Wachovia Corp. could write down $3 billion worth of debt-related securities in the fourth quarter, cutting profit to a mere $3 million, according to analysts at Sanford C. Bernstein & Co.
“This will wipe out fourth-quarter earnings,” New York-based analysts Howard Mason and Michael Howard wrote in a note to investors Thursday.
The Charlotte-based bank and mortgage lender earned $2.3 billion in the fourth quarter last year, but recent mortgage-related losses have put a dent in earnings, with third quarter profit falling 10 percent from year-ago levels after a $1.3 billion writedown.

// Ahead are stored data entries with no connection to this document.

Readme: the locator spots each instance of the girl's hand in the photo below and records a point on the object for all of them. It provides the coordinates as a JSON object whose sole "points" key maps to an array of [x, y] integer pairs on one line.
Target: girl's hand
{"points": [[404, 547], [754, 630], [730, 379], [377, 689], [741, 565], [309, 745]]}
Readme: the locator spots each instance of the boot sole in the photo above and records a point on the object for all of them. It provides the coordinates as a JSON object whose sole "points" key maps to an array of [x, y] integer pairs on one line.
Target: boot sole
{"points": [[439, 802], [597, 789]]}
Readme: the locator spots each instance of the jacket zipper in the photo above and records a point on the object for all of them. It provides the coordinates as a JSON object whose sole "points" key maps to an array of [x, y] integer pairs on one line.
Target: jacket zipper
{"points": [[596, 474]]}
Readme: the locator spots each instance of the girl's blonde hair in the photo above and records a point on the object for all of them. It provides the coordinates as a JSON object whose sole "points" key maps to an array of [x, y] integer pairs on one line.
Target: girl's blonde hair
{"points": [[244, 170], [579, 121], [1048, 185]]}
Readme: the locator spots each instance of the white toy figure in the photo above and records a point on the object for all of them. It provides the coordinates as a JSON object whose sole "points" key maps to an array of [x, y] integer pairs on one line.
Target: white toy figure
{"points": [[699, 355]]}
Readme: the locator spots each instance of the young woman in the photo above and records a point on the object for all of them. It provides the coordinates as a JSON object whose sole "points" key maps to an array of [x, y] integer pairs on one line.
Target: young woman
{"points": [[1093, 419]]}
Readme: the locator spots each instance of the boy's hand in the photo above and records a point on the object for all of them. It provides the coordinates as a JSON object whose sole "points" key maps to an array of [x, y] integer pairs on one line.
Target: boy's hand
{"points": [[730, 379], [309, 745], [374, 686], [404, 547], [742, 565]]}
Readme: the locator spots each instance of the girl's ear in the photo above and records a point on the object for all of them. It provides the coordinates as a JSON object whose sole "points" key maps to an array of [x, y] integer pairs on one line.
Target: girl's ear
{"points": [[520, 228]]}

On November 9th, Wachovia also said it wrote down the value of its collateralized debt obligations by $1.1 billion in October and set aside $600 million for fourth quarter loan losses.
In late January, Wachovia closed its subprime mortgage division, Equibanc, after “an intensive strategic review of its mortgage business,” but still run its wholesale mortgage unit Vertice.
Wachovia, the fourth largest bank in the U.S., bought World Savings, which was the nation’s second-largest savings and loan association, for $25.5 billion in October of 2006.
Unfortunately, it has inherited the company’s stable of option arm mortgages, which will likely lead to monumental losses.
Shares of Wachovia were down 89 cents, or 2.02%, to $43.18 in late trading Friday, well below their 52-week high of $58.80.